Read-only nodes are not provided in the single-node architecture of the archive database. When you perform O&M operations on a node, such as restarting the node after a minor version update, the temporary read-only node deployed within the system is promoted to the primary node to reduce adverse impacts on reads and writes to the Archive Database Edition.
- The Archive Database Edition provides a large storage capacity. Based on the 200 TB storage capacity and the compression capability of X-Engine, a PolarDB cluster of the Archive Database Edition can store more than 500 TB raw data. The Archive Database Edition uses a serverless architecture so that the storage capacity can automatically increase as the data volume increases. This way, you do not need to specify the storage capacity when you purchase the PolarDB cluster. You are charged for the actual storage capacity that you use.
- PolarDB of the Archive Database Edition supports the official MySQL protocols. Compared to other solutions that back up historical data to NoSQL services such as HBase, the Archive Database Edition allows applications to access both online databases and archive databases without the need to modify the code.
- The Archive Database Edition uses the backup capability provided by the underlying distributed storage of PolarDB to back up a large volume of data in a short period. The backup files can be uploaded to and permanently stored in low-cost storage, such as OSS.
PolarDB of the Archive Database Edition provides a large storage capacity and can be used to store the historical data of multiple services. This ensures centralized storage and management for all historical data. The Archive Database Edition is suitable for the following scenarios:
- PolarDB of the Archive Database Edition is used to store cold data of self-managed databases. The self-managed databases can be MySQL, TiDB, PostgreSQL, SQL Server, or other relational databases.

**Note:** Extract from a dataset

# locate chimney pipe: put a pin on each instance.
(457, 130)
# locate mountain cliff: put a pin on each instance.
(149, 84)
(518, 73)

- PolarDB of the Archive Database Edition is used to store archived data for ApsaraDB RDS for MySQL or PolarDB for MySQL. You can migrate the historical data that is not often accessed to PolarDB for MySQL X-Engine. This way, the storage space of online databases can be released to reduce costs and improve performance.
- PolarDB of the Archive Database Edition is used as a relational database service that provides a large storage capacity. This is applicable to scenarios in which a large volume of data needs to be written but the data is accessed at a low frequency, such as monitoring logs.
You can use Data Transmission Service (DTS) to continuously migrate data from online databases to PolarDB of the Archive Database Edition in real time. You can also use Data Management (DMS) to periodically import online data to PolarDB of the Archive Database Edition.
Supported kernel versions
Only PolarDB for MySQL that runs MySQL 8.0 is supported.
Node specifications and pricing
Archive Database supports seven dedicated node specifications. For more information, see Billable items.
How does the Archive Database Edition ensure service availability and data reliability when only one primary node is used?
The Archive Database Edition is a database service that is used to store data for a specific purpose and contains only one compute node. Archive Database uses new technologies such as computing scheduling within seconds and distributed multi-replica storage to ensure high service availability and high data reliability.